The stories are beautifully written in such a way that the characters seem real and lifelike. Lahiri was born in London to Bengali immigrants but immigrated to the United States with her family when she was three years old. As such her fiction is often autobiographical, touching on themes such as immigration, cultural acceptance in one’s “new” home, maintaining cultural ties to one’s “old” home, usually with characters that are either Indian immigrants or Indian-Americans.
Unfortunately for me as a reader, Lahiri has only three published works-Interpreter of Maladies, another short story collection, Unaccustomed Earth, and her only novel, The Namesake, which in 2006 was adapted into a film by Indian director Mira Nair.
What I love most about Lahiri’s works is that there are always instances of her characters traveling. In the story “Interpreter of Maladies,” an Indian-American couple has traveled with their three small children to India, the country of their heritage, to visit with family.
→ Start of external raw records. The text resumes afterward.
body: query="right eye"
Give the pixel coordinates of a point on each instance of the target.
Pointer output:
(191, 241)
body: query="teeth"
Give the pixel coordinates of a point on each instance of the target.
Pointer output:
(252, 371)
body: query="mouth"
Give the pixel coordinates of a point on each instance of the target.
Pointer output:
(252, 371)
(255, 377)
One day they hire a driver to take them to Konarak and act as their tour guide. Konarak is a small town in Puri district in the state of Orissa and is the site of the 13th-century Sun Temple, also known as the Black Pagoda.
“They reached Konarak at two-thirty. The temple, made of sandstone, was a massive pyramid-like structure in the shape of a chariot. It was dedicated to the great master of life, the sun, which struck three sides of the edifice as it made its journey each day across the sky.”
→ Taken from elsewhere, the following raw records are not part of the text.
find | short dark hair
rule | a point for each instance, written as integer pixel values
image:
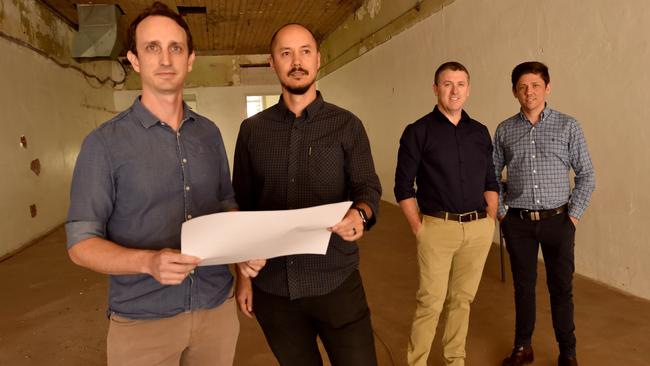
(272, 43)
(158, 9)
(450, 65)
(530, 67)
“It was no longer possible to enter the temple, for it had filled with rubble years ago, but they admired the exterior, as did all the tourists Mr. Kapsai brought there, slowly strolling along each of its sides.”
Because the couple had been born in the United States and only returned to India, every couple of years, they were undoubtedly tourists.
One of my favorite parts of The Namesake is when the Ganguli family visits the Taj Mahal while in India visiting relatives.
“They are surprised, in the summer, to learn that their father has planned a trip for them, first to Dehli to visit an uncle, and then to Agra to see the Taj Mahal. It will be Gogol and Sonia’s first journey outside of Calcutta, their first time on an Indian train.”
“For a few days, in Agra, which is as foreign to Ashima and Ashoke (the native born Indian parents) as it is to Gogol and Sonia (their American born children), they are tourists, staying at a hotel with a swimming pool, sipping bottled water, eating in restaurants with forks and spoons, paying by credit card. For two days they wander around the marble mausoleum that glows gray and yellow and pink and orange depending on the light.”
Although it is Lahiri’s writing on topics such as the Indian culture, on the loss of ethnic identity, assimilation, and being accepted by the place you call home that draw me in as a reader, I still greatly appreciate a little bit of traveling thrown in too. Everyone travels somewhere in their life, whether it is a planned trip, an unexpected one, or a journey that takes you culturally “home.”